For its part, the Mexican government denies that it is sabotaging existing contracts, although it has said that some are unfair and harmful to the country. It has sought to renegotiate some of the contracts, such as those signed with three companies that built gas pipelines for the Federal Electricity Commission (CFE).
The government has also stopped Pemex from entering into new joint ventures with private companies, although it is seeking to muscle in on a large shallow-water oil project in the Gulf of Mexico, claiming that the reserve discovered by a consortium led by U.S. company Talos Energy extends into a block owned by the state oil company.
In addition, the government has attempted to strengthen the CFE by granting clean energy credits designed to encourage the development of new wind and solar farms to old, state-run renewable energy projects. Six foreign and Mexican renewable energy companies launched legal action against the rule change, arguing that it would severely harm clean energy investment, and a federal court upheld one injunction request.

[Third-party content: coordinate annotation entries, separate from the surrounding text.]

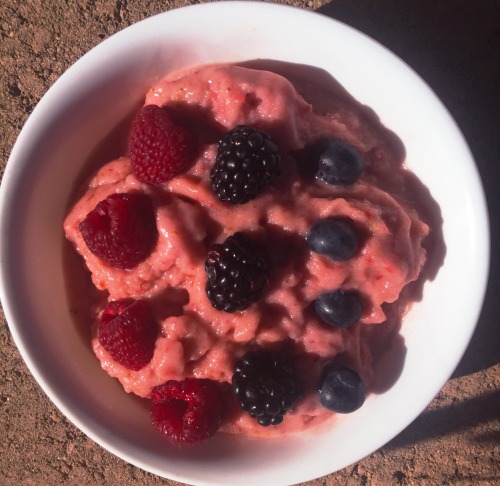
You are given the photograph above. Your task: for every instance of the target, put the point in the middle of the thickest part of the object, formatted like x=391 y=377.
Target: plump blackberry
x=265 y=386
x=247 y=161
x=237 y=273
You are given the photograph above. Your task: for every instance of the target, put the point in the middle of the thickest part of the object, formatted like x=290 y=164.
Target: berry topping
x=247 y=161
x=127 y=331
x=340 y=308
x=121 y=230
x=339 y=163
x=341 y=389
x=333 y=238
x=237 y=273
x=265 y=386
x=159 y=149
x=188 y=411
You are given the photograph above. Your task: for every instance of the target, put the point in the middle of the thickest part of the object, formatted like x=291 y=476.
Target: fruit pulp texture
x=195 y=339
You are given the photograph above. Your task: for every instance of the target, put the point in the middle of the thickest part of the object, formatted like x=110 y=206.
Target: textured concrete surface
x=455 y=46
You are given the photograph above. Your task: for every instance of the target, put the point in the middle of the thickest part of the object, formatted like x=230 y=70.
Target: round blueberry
x=341 y=389
x=333 y=238
x=339 y=163
x=341 y=308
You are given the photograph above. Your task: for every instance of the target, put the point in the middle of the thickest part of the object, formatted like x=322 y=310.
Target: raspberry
x=237 y=271
x=121 y=230
x=127 y=331
x=188 y=411
x=265 y=386
x=159 y=149
x=247 y=161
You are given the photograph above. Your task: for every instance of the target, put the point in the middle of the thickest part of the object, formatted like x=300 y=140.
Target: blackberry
x=247 y=160
x=265 y=386
x=237 y=273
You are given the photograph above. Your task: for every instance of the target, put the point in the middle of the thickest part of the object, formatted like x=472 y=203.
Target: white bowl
x=97 y=92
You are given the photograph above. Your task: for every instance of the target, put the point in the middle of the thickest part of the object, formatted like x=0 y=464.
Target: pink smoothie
x=196 y=339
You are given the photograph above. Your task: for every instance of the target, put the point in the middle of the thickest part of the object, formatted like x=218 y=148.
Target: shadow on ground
x=454 y=47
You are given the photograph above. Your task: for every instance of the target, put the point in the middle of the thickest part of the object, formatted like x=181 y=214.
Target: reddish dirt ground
x=454 y=46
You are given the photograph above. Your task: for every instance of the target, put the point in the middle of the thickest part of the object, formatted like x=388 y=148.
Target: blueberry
x=339 y=163
x=340 y=308
x=341 y=389
x=333 y=238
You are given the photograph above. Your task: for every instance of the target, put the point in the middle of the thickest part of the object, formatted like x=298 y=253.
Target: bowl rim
x=14 y=171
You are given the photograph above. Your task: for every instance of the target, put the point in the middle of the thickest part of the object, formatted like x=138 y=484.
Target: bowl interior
x=94 y=97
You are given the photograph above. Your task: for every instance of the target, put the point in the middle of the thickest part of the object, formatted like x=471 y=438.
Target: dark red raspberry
x=121 y=230
x=127 y=331
x=188 y=411
x=159 y=149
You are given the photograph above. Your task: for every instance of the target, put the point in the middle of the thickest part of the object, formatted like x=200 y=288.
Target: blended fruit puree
x=198 y=340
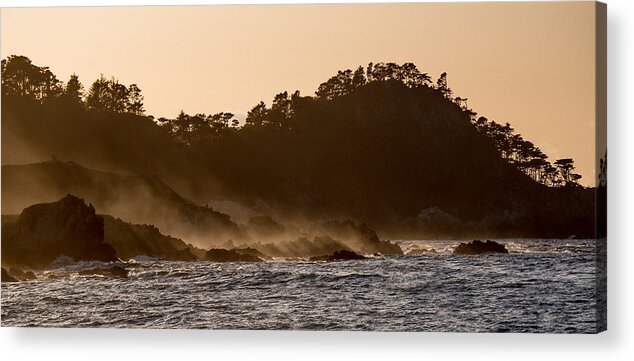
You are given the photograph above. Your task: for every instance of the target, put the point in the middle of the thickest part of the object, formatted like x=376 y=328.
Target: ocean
x=542 y=286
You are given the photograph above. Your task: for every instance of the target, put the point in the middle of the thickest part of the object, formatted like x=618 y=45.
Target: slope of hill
x=399 y=154
x=137 y=199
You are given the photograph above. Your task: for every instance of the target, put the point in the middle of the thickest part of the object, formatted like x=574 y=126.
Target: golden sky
x=529 y=64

Five people familiar with the talks at the U.S. Embassy on Friday told Reuters that the diplomats contemplated ways in which they could relay their energy policy concerns to López Obrador, who has pledged to “rescue” Mexico’s energy sector and has not held any new auctions to sell off oil and gas blocks since he took office in December 2018.
The diplomats say that the governments they represent have different opinions about how to communicate their complaints to the president, Reuters reported. However, there is a common aim: don’t give López Obrador the impression that he is being pushed about lest he decides to adopt an even more hardline approach with regard to state involvement in the energy sector.
Asked to comment on the discussions, the United States Embassy told Reuters that it doesn’t disclose its private diplomatic conversations, while the embassies of the other countries and the office of López Obrador didn’t respond to Reuters’ requests. However, one person told Reuters that there was a debate about whether to make the discussions public.
Some business groups have also criticized the government more broadly for scaring away foreign investment.
Claudia Jañez, president of the Executive Council of Global Companies, said in January that the business community is “deeply concerned” about increasing uncertainty and government “hostility” toward private investment. She charged that government interference in investment is the main cause of stagnation in the Mexican economy, which contracted by 0.1% last year.
At the same press conference, Business Coordinating Council (CCE) president Carlos Salazar Lomelín said that the government shouldn’t change rules because doing so creates economic uncertainty and hurts investment.
For his part, López Obrador has stressed that his government welcomes investment, and indeed direct foreign investment increased 4.2% in 2019 to US $32.92 billion pesos, according to preliminary statistics from the Economy Ministry.
However, Jañez said that investment last year, and that which will flow into Mexico in 2020, are the result of plans made between five and 10 years ago rather than an endorsement of the economic policy of the current federal government.